La sharing economy delle piscine
Come vengono stabiliti i prezzi d’ingresso?
«Per forza di cose le tariffe non possono essere le stesse, dagli Stati Uniti alla Cambogia. Quindi bisogna adattarsi innanzitutto al tenore di vita del singolo paese. Poi noi consigliamo di fare una semplice indagine commerciale nella zona e di scegliere una via di mezzo: tra la piscina comunale a 7 euro e la spa a 60 euro, una buona proposta può aggirarsi sui 20-25 euro al giorno. L’host ha poi la possibilità di offrire servizi aggiuntivi a pagamento: caffè, bibite, snack, parcheggio o sauna, per esempio».
Quanti competitors avete?
«Uno solo: si chiama Poolforu ed è stato lanciato da due ragazzi americani. Il target è però molto diverso, una clientela di cultura ebraico-ortodossa, e molto concentrato sugli Stati Uniti».
Con Fingerpools siete riuscite a coinvolgere anche gli hotel nella sharing economy.
«Sì. Le strutture alberghiere tendono a soffrire la sharing economy e a vederla come concorrenza, soprattutto qui in Italia, dove c’è una mentalità ancora molto tradizionalista. Nel Sud Est asiatico, invece, abbiamo incontrato molti direttori d’albergo giovani e smart che hanno capito bene quanto i turisti oggi si muovano in base ai racconti condivisi dagli amici sui social. Il futuro è la ricerca di esperienze e, non a caso, anche Airbnb si sta muovendo in questa direzione, aprendo una sezione dedicata».

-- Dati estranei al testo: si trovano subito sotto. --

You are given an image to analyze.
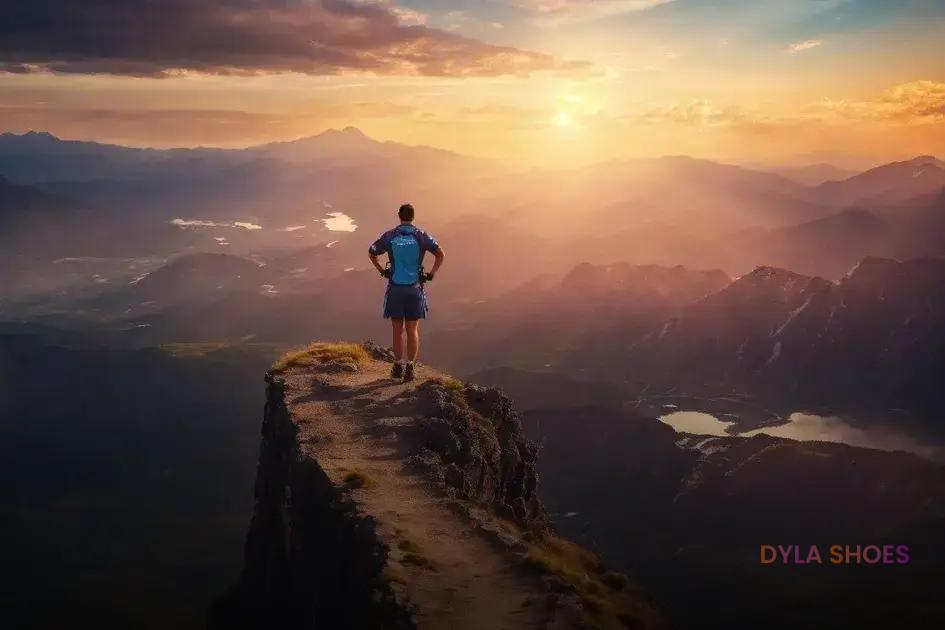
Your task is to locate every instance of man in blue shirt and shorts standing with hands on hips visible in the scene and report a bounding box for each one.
[368,203,444,381]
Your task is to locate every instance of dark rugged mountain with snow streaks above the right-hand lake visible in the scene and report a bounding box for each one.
[630,258,945,428]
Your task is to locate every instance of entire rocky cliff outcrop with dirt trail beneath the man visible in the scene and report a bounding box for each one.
[209,344,665,630]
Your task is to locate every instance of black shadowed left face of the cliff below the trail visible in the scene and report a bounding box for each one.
[209,378,412,630]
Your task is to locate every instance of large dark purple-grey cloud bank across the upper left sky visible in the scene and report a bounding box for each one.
[0,0,588,77]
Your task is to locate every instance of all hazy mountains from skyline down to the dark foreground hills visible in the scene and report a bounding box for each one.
[0,128,945,428]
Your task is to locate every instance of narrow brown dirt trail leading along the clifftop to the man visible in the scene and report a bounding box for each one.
[285,360,550,630]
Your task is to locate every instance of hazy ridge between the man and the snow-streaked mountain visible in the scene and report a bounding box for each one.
[430,263,729,372]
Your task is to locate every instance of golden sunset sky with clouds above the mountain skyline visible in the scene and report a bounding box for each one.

Come si inquadra Fingerpools a livello legislativo?
«Noi siamo responsabili della piattaforma e dei pagamenti. Gli host hanno l’obbligo e la responsabilità di rispettare la legislazione edilizia e igienico-sanitaria del paese in cui si trova la piscina. Sta a loro, tra l’altro, limitare il numero di ingressi, rispettando i limiti che differenziano una piscina privata da una pubblica. Sul sito, inoltre, possono segnalare anche eventuali servizi di sicurezza come presenza del bagnino, disponibilità di un kit di primo soccorso, possibilità di un medico o di un ospedale nelle vicinanze. Anche per Fingerpools, poi, vale il meccanismo delle recensioni che caratterizzano tutta la sharing economy: è attraverso la condivisione di racconti e giudizi tra gli utenti che viene decretata la professionalità degli host da un lato e l’educazione dei guest dall’altro».